Glean Raises $260M Series F at $4.6B to Scale Enterprise AI Search
Glean has closed a $260 million Series F round at a $4.6 billion valuation, with plans to expand its agentic work assistant and deepen integrations across enterprise data sources.
Original sourceGlean, the enterprise AI search platform founded in 2019, announced a $260 million Series F funding round that values the company at $4.6 billion. The round brings Glean's total funding to over $600 million. The company connects to more than 100 enterprise data sources — Slack, Google Drive, Salesforce, Confluence, and others — to surface relevant information across a company's entire knowledge base using a unified search and assistant interface.
The funding will be directed toward expanding Glean's agentic capabilities, which allow the platform to take actions across connected tools rather than just retrieve information. The company positions this as a shift from search to a broader work assistant that can reason across data, draft responses, and automate routine workflows. Deeper integrations with enterprise data pipelines are also on the roadmap.

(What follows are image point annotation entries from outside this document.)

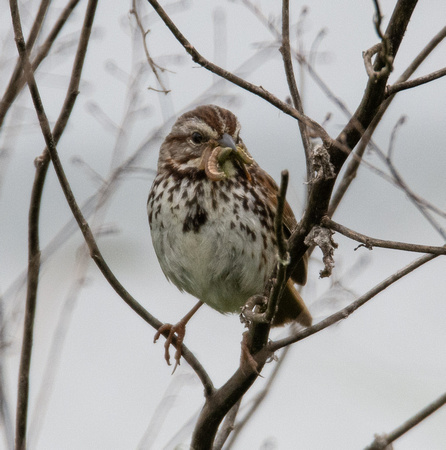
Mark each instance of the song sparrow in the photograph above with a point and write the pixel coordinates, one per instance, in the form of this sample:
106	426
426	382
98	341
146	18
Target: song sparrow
211	213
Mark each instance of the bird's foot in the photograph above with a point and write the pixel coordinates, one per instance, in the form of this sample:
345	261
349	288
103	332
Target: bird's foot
169	331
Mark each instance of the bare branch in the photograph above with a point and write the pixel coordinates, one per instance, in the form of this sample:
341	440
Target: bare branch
257	90
344	313
17	80
369	242
356	160
282	247
227	427
82	223
382	441
397	87
285	50
155	68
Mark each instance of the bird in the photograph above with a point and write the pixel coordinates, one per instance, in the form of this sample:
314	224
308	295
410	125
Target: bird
211	211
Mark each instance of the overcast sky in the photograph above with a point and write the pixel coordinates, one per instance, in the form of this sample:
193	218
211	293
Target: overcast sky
336	389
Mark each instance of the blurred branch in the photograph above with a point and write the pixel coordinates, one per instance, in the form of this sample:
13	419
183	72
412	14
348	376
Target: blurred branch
348	310
260	397
226	427
155	68
82	223
18	80
382	441
36	196
257	90
369	242
397	87
352	168
285	50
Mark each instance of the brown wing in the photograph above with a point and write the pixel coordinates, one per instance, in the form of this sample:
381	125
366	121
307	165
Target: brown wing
291	306
299	274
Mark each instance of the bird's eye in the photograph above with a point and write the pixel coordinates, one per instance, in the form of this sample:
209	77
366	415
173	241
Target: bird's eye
197	138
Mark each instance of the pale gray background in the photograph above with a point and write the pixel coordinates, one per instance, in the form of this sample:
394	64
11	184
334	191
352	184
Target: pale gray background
365	375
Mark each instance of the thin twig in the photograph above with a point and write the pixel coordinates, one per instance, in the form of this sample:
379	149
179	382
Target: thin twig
257	90
397	87
374	242
82	223
285	50
356	160
282	248
18	80
227	427
348	310
260	397
382	441
155	68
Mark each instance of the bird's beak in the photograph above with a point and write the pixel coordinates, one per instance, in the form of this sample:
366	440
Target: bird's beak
227	142
230	149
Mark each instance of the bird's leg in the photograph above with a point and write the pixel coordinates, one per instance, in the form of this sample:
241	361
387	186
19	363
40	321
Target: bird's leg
180	330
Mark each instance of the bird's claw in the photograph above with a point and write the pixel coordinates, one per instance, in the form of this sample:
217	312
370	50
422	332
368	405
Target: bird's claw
169	331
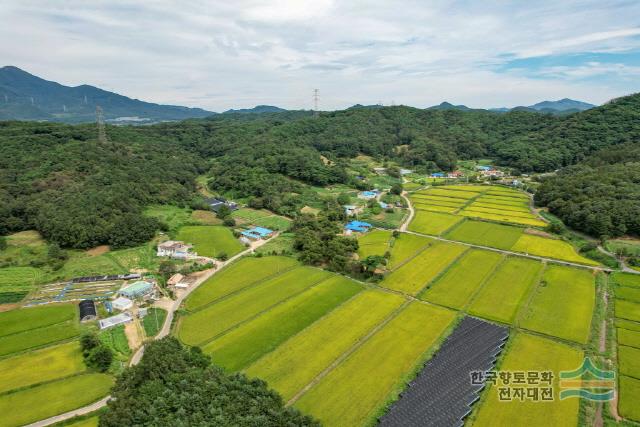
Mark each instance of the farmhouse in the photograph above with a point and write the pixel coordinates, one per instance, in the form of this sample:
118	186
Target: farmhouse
139	289
257	233
87	310
122	304
216	203
357	226
112	321
175	249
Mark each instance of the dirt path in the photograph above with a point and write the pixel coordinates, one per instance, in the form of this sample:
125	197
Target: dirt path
171	307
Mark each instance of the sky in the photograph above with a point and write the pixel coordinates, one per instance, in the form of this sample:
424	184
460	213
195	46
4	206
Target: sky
236	54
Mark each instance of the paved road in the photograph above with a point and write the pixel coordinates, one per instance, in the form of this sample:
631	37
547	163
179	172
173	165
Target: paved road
166	329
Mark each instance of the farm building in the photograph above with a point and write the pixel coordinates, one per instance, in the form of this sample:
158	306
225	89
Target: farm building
112	321
175	249
122	303
358	226
216	203
257	233
369	194
87	310
139	289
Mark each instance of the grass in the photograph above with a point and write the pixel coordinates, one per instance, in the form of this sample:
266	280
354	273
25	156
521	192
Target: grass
457	285
39	366
210	241
295	363
352	393
629	396
628	337
375	242
414	275
47	400
486	234
405	246
205	324
629	361
39	337
247	343
562	306
531	353
549	248
433	223
628	310
153	321
240	274
502	296
24	319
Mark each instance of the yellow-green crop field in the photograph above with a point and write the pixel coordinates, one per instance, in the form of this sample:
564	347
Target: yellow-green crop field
455	287
237	276
628	337
629	397
247	343
532	353
504	293
203	325
297	362
562	306
40	366
375	242
486	234
210	240
44	401
414	276
351	393
405	246
629	361
550	248
433	223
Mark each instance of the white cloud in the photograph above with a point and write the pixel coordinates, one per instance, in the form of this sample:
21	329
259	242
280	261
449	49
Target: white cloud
220	55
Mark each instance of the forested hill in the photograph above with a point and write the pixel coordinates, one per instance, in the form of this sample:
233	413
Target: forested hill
57	179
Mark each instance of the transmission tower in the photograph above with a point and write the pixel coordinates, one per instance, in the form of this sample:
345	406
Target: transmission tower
102	133
316	97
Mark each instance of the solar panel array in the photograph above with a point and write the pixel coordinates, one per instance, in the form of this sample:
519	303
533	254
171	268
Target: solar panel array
442	394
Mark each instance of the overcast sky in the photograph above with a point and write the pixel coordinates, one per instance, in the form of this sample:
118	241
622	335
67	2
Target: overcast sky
223	54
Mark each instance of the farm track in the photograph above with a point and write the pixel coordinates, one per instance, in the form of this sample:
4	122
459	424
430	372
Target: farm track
166	329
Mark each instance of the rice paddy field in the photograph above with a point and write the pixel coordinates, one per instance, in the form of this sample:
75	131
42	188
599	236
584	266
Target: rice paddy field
210	241
532	353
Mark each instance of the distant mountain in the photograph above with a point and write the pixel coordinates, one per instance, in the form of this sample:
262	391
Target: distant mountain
24	96
448	106
258	109
562	105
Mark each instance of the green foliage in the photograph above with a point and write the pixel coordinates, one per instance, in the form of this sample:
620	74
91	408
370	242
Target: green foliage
146	393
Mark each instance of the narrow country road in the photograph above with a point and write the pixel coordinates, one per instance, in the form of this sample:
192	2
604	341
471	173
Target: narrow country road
166	329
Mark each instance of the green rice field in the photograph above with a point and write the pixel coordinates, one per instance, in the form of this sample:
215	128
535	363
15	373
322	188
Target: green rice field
237	276
505	292
414	276
562	306
456	287
210	241
525	353
296	362
390	354
247	343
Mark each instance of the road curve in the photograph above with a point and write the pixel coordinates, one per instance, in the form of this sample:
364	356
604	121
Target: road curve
166	329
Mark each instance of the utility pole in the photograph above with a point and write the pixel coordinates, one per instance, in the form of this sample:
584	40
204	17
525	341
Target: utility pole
316	96
102	133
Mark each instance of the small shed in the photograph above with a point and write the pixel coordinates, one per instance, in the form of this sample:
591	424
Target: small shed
122	303
87	310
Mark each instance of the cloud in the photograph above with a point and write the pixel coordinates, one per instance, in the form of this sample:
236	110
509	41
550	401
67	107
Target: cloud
220	55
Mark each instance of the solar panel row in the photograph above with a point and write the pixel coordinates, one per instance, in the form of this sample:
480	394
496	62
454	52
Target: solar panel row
443	393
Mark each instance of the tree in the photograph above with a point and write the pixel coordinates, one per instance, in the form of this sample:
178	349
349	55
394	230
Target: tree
174	385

Glean competes in a crowded space that includes Microsoft Copilot (deeply embedded in Microsoft 365), Google Workspace's built-in AI features, and a range of point solutions like Notion AI and Guru. Its differentiation has been cross-platform search depth — connecting heterogeneous enterprise tool stacks that Microsoft and Google don't fully index — and a permissions-aware retrieval layer that respects existing access controls. Whether that wedge remains defensible as platform players expand their own AI-native search is the central strategic question the $260M is meant to answer.
Panel Takes
The Founder
Business & Market
“The buyer here is the CIO or VP of IT writing from an enterprise software budget — that's a real, recurring check, and Glean has clearly been cashing it to reach this valuation. The moat claim rests on cross-platform connector depth and permissions-aware retrieval, which is genuine workflow lock-in once you've mapped 100 data sources to your org chart. The existential stress test is straightforward: Microsoft Copilot ships this for free inside M365 for any org that's already standardized there, which describes most of Glean's target market — the $260M better be buying speed on the agentic layer before that gap closes.”
The Skeptic
Reality Check
“The specific scenario where Glean breaks is any org that's already 80% on Microsoft 365 or Google Workspace — Microsoft Copilot and Google Gemini for Workspace both index their native data stores natively, and the incremental value of a third-party connector layer shrinks fast once the platform players finish their roadmaps. The $4.6B valuation implies Glean can survive that collision, but I haven't seen the retention and expansion metrics that would confirm it. My prediction: Microsoft ships a Copilot connector marketplace that undercuts Glean's integration moat within 18 months, and the real question is whether Glean's agentic layer is differentiated enough by then to justify the price delta — right now, that's a bet, not a fact.”
The Futurist
Big Picture
“The thesis here is falsifiable: enterprise knowledge is too fragmented across heterogeneous SaaS stacks for any single platform vendor to own retrieval, so a neutral cross-stack layer accrues permanent structural value. That bet pays off if SaaS sprawl continues and if platform consolidation stalls — both plausible, neither guaranteed. The second-order effect that nobody is talking about is what happens to enterprise knowledge management as a category when Glean's retrieval layer becomes the substrate: the vendors whose data Glean indexes lose direct user relationships with the query layer, which is a slow but real erosion of their own AI feature value. Glean is riding the enterprise SaaS fragmentation trend and is on-time, not early — the risk is that the consolidation wave it's betting against arrives faster than the agentic layer matures.”
The PM
Product Strategy
“The job-to-be-done is clean in the search phase: find the thing that exists somewhere in the company's tool stack without knowing where it lives. That's a real, daily frustration with a clear hire. The agentic expansion is where the product focus problem starts — 'reason across data, draft responses, and automate workflows' is three different jobs, and each one has a completion bar that's much harder to clear than search. The product bet that will determine whether this funding was well-spent is whether Glean can ship agentic workflows that are complete enough to replace existing automation tools, not just demo well alongside them.”